What we wouldn’t all do to change the current situation; to perhaps turn back the hands of time. So, I guess it was an honest response to a simple gesture from people who will never know the joy their simple wave, the parade brought to my internal child. It hits me in the feels for sure as we grapple with what Christmas will look like this year given the restrictions and our desire to be apart of the solution.

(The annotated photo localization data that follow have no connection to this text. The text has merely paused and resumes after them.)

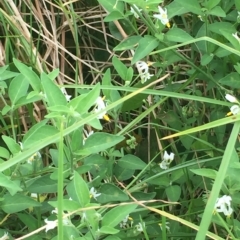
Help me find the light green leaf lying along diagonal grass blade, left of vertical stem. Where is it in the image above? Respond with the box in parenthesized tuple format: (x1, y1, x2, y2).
(23, 119, 58, 149)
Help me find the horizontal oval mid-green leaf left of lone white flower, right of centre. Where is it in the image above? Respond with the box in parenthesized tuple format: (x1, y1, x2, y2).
(117, 154, 147, 170)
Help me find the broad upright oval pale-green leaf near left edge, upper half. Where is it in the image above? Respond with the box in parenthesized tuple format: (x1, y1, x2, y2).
(8, 74, 29, 105)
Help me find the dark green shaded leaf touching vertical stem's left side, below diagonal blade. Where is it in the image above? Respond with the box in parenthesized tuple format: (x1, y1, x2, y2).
(27, 174, 57, 193)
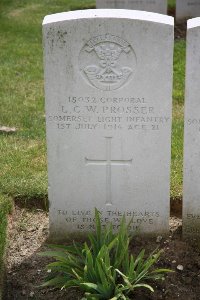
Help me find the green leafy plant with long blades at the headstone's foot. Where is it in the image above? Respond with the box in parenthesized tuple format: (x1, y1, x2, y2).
(40, 209, 170, 300)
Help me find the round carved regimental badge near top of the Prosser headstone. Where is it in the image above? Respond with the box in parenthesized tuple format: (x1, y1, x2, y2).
(79, 34, 136, 91)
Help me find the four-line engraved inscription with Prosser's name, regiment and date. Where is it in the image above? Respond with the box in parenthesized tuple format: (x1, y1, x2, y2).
(47, 95, 170, 132)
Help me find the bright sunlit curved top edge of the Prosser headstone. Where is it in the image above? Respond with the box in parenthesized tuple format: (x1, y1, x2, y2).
(42, 9, 174, 26)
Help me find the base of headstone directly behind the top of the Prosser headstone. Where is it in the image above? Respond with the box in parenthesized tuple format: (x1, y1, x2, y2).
(96, 0, 167, 14)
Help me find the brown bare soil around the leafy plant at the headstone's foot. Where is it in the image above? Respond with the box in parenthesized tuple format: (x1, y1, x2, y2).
(4, 206, 200, 300)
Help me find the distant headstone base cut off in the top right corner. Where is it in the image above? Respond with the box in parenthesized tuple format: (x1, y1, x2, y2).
(176, 0, 200, 21)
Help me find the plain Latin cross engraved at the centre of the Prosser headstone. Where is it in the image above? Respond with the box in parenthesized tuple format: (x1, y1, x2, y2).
(85, 137, 133, 205)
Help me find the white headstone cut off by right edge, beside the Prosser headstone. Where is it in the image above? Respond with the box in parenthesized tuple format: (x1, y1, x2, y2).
(183, 18, 200, 236)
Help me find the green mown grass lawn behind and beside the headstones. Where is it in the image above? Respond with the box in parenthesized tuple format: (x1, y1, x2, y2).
(0, 0, 185, 286)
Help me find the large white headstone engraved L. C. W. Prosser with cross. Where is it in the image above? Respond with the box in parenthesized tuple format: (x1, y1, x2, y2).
(43, 10, 173, 239)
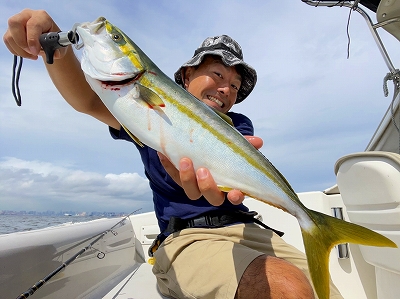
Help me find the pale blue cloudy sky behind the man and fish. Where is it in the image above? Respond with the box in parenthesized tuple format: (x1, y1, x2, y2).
(0, 0, 400, 212)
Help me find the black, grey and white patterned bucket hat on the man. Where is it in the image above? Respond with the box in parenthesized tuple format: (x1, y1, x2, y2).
(175, 35, 257, 104)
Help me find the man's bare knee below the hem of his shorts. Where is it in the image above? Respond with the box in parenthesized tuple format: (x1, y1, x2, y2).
(235, 255, 314, 299)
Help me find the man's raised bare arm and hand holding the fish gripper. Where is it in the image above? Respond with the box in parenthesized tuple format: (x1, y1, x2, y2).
(3, 9, 121, 130)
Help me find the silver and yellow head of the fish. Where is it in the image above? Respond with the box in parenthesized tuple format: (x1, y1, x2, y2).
(76, 17, 144, 82)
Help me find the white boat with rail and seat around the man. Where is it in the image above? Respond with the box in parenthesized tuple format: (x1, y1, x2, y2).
(0, 0, 400, 299)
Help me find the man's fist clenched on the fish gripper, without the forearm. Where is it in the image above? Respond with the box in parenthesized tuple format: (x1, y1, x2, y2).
(3, 9, 67, 60)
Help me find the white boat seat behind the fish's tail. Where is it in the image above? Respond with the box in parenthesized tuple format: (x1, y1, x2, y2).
(335, 151, 400, 299)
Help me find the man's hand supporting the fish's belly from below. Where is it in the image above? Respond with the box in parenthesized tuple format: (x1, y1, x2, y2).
(158, 136, 263, 206)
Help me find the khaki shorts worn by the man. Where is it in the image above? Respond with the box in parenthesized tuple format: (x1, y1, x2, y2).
(153, 224, 342, 299)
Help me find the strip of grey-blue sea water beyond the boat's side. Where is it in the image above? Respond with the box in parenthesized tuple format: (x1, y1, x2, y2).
(0, 215, 104, 235)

— Brenda Lee Smith, Sherwood Park

Charter freedoms excuse panders to base

Re: “COVID-19 Restrictions do not suspend our Charter rights,” Opinion piece in The News’ Dec. 15 edition

I am in complete agreement with Eric Adams’ article of Dec 15. We have written to Premier Kenney to request that he not use “violation of constitutional freedoms” as a reason for not imposing more stringent regulations. That reason caters to a specific voter support base and just gives credence to those who protest restrictions, the most ridiculous being the protest against wearing masks.
The first role of government is to protect the most vulnerable in society, and thus give everyone the opportunity to flourish. Politicians who make health-care funding decisions or question the advice of health-care experts, or citizens who feel their freedoms are violated by something as trivial as wearing a mask, need to spend one eight-hour shift wearing proper PPE on a hospital ward, changing that PPE frequently as required, and two hours of that shift drenched in sweat under a layer of Gore-Tex, lead shield, goggles, mask and two hats just to move a COVID-positive patient from their ward to X-ray and back to the ward.